Tuesday, January 05, 2010
Hearing shows Hawaii special election funding is still in limbo
by Larry Geller
With a 94% cut in its budget, Hawaii’s Office of Elections can’t pay for any election in 2010. Now it has an additional challenge since Congressman Neil Abercrombie announced he will resign to run for governor on February 28. The state will need to hold a special election to fill the vacancy much earlier than the primary or general elections of 2010.
For some reason the informational briefing held yesterday by the Senate Ways and Means Committee obsessed over the question of whether the Chief Elections Officer was the “Executive Authority” that can call an election in Hawaii. The US Constitution vests the authority to call an election in the “Executive Authority” of each state, presumably the governor, but Hawaii law requires that the Chief Elections Officer issue the writ of election.
The committee received extensive testimony from the Attorney General on this. Later Chair Donna Mercado Kim (and some other committee members) pursued Interim Chief Elections Officer Scott Nago and his general council on the same issue.
It was Senator Chun Oakland who went back again and again to the question of funding, whether an emergency appropriation must be requested, and whether the Office of Elections will ask the governor to release funds.
Still later it turned out that there is an audit in progress and that preliminary results showed that a $1.3 million check deposited in 2003 in a HAVA (Help America Vote Act) special fund should have been deposited in the General Fund. This would need to be fixed by having Budget and Finance transfer the funds with whatever interest has accrued. In theory, that money would be available to run the upcoming special elections.
The committee did not go into how the money would be obtained from the General Fund, and the question of whether the Governor would release it was not even addressed.
Oh, and the Elections Commission had not heard about that money at all, according to its chair, who was present at the hearing.
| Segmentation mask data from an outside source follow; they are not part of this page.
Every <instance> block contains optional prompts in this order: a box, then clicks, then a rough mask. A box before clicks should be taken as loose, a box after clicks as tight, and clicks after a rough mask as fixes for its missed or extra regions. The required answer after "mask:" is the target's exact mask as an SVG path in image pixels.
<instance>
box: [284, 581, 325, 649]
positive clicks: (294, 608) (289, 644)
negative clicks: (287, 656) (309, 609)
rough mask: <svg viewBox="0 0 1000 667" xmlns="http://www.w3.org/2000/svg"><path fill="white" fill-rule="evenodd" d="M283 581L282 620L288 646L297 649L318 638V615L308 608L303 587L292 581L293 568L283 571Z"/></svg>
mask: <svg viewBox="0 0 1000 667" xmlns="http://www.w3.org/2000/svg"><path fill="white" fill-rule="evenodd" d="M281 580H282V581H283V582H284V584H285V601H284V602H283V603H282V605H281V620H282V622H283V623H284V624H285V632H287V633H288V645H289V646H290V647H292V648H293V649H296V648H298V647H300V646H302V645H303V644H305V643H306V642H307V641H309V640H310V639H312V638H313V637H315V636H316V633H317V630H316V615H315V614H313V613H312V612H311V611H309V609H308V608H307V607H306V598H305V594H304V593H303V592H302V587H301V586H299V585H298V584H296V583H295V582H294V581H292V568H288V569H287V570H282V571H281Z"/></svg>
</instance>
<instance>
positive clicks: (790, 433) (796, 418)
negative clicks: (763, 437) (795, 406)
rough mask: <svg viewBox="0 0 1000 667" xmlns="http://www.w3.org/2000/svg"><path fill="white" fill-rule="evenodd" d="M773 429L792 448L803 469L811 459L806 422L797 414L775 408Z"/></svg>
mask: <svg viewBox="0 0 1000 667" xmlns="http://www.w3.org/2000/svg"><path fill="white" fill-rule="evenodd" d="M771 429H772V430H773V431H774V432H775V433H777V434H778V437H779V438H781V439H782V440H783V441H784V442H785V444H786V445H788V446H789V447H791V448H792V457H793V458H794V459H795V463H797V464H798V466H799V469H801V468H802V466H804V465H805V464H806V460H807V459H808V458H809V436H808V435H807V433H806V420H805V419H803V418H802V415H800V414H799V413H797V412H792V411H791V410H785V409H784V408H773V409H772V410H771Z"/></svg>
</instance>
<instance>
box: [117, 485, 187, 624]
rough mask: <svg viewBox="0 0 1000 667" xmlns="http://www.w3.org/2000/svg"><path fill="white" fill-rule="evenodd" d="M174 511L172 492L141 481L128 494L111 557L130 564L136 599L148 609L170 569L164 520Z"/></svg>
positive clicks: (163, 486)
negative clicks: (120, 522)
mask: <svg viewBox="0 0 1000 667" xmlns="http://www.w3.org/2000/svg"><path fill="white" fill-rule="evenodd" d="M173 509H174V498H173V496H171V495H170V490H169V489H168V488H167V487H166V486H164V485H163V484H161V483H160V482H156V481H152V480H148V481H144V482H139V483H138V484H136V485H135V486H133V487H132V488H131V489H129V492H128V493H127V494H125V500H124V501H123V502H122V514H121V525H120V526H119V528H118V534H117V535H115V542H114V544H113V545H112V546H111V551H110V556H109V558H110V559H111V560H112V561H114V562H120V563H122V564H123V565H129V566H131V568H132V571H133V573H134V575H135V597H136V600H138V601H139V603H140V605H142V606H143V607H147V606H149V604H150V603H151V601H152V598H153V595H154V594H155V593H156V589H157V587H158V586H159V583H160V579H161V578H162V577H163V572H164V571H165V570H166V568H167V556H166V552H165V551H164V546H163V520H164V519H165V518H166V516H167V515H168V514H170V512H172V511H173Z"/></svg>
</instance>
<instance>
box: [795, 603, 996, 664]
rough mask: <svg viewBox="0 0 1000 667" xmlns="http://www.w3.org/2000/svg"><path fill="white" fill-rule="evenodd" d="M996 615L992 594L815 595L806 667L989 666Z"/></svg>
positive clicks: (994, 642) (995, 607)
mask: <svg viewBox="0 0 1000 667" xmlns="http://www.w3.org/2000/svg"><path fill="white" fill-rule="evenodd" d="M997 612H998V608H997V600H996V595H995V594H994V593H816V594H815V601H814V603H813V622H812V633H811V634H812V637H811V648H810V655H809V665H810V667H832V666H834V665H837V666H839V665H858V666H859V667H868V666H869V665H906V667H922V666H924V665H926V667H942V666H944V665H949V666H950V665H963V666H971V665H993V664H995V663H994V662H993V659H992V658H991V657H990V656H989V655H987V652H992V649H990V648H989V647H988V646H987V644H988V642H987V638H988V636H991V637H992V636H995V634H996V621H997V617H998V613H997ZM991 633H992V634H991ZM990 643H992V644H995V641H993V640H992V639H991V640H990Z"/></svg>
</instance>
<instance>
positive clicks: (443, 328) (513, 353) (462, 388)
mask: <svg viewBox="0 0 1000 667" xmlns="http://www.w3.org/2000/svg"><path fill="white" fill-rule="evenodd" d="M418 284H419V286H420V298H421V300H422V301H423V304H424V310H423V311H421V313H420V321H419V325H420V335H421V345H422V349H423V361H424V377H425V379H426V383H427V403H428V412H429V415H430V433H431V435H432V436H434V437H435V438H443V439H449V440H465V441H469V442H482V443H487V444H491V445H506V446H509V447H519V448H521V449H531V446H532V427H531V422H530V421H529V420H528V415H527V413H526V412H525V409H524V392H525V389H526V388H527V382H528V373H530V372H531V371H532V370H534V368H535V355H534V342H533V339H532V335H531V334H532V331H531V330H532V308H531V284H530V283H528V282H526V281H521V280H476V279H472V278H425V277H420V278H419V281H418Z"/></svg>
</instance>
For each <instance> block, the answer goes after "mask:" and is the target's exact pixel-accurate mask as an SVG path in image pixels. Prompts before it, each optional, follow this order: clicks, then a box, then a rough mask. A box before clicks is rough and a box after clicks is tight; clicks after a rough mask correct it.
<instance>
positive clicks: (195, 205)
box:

No one told the Commission about this possible solution to the funding dilemma.
Now, given the uncertainty over whether the “Executive Authority” was the Governor or the Chief Elections Officer, if it matters at all (and the AG indicated it would not, unless there were some kind of challenge), you’d think the Legislature, somebody, would say “we’ll just fix the law” and end this discussion that way. Maybe that will come about as a result of this informational briefing. It should. The question is a side issue and a distraction.
Of course, if the question is unimportant, they could just leave it as is, but then please, stop asking about it.
Much more important is what happens when the Chief Elections Officer does issue the writ of election. Whether the election takes place by mail or in traditional polling places, it can’t be paid for by IOUs.